Menyebut banjir di Kota Samarinda karena pintu air Bendung Lempake dibuka menjadi sebuah simplifikasi.

Dan setelah kabar tentang Kelurahan Budaya Pampang terendam air bertaburan di media sosial dan WAG, esok harinya ada postingan yang meneruskan tangkapan dokumen berupa surat yang dikirimkan oleh Kepala Balai Wilayah Sungai Kalimantan IV kepada Walikota Samarinda perihal Laporan Keadaan Darurat Bendungan Lempake.

Dalam surat itu disampaikan BWS akan melakukan operasi bendungan dengan membuka pintu air untuk mengurangi tekanan air kepada konstruksi bendungan. Pengelola bendungan memberi peringatan kepada warga yang berada di hilir Sungai Karangmumus tentang kemungkinan genangan air. Beberapa daerah disebut bakal menjadi titik-titik banjir.

Membaca postingan itu saya kemudian membuat konten yang kemudian saya posting di facebook dan instagram.

Postingan di facebook mendapat sambutan, sampai saya tuliskan cerita ini sekurangnya telah dibagikan sebanyak 56 kali.
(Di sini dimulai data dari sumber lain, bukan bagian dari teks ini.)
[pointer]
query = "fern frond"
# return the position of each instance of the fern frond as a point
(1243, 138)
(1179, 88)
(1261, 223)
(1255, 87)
Tapi sebuah postingan akan selalu memancing kontra narasi.

Dan dalam postingan itu sekurangnya ada dua kontra narasi. Yang pertama menyebutkan “Jalan-jalanlah ke bendungan. Bendungan nggak punya pintu. Ada cuma ke kampung irigasi, itupun pintu kecil ngga menuju ke sungai,”

Sedangkan kontra narasi yang kedua mengatakan “Dari sebelum banjir pintu air pembersih lumpur selalu dibuka,”

Kontra narasi kedua ini tidak saya tanggapi karena sepanjang ingatan saya mempelajari air dan sungai serta segala infrastrukturnya, istilah pintu air pembersih lumpur belum pernah saya temukan. Dan kalaupun memang benar fungsi pintu air di Bendungan Lempake untuk pembersih lumpur, mestinya sedimentasi disana tidak sampai membuat waduk menjadi dangkal. Sedimentasi di waduk bahkan sampai membuat pulau-pulau.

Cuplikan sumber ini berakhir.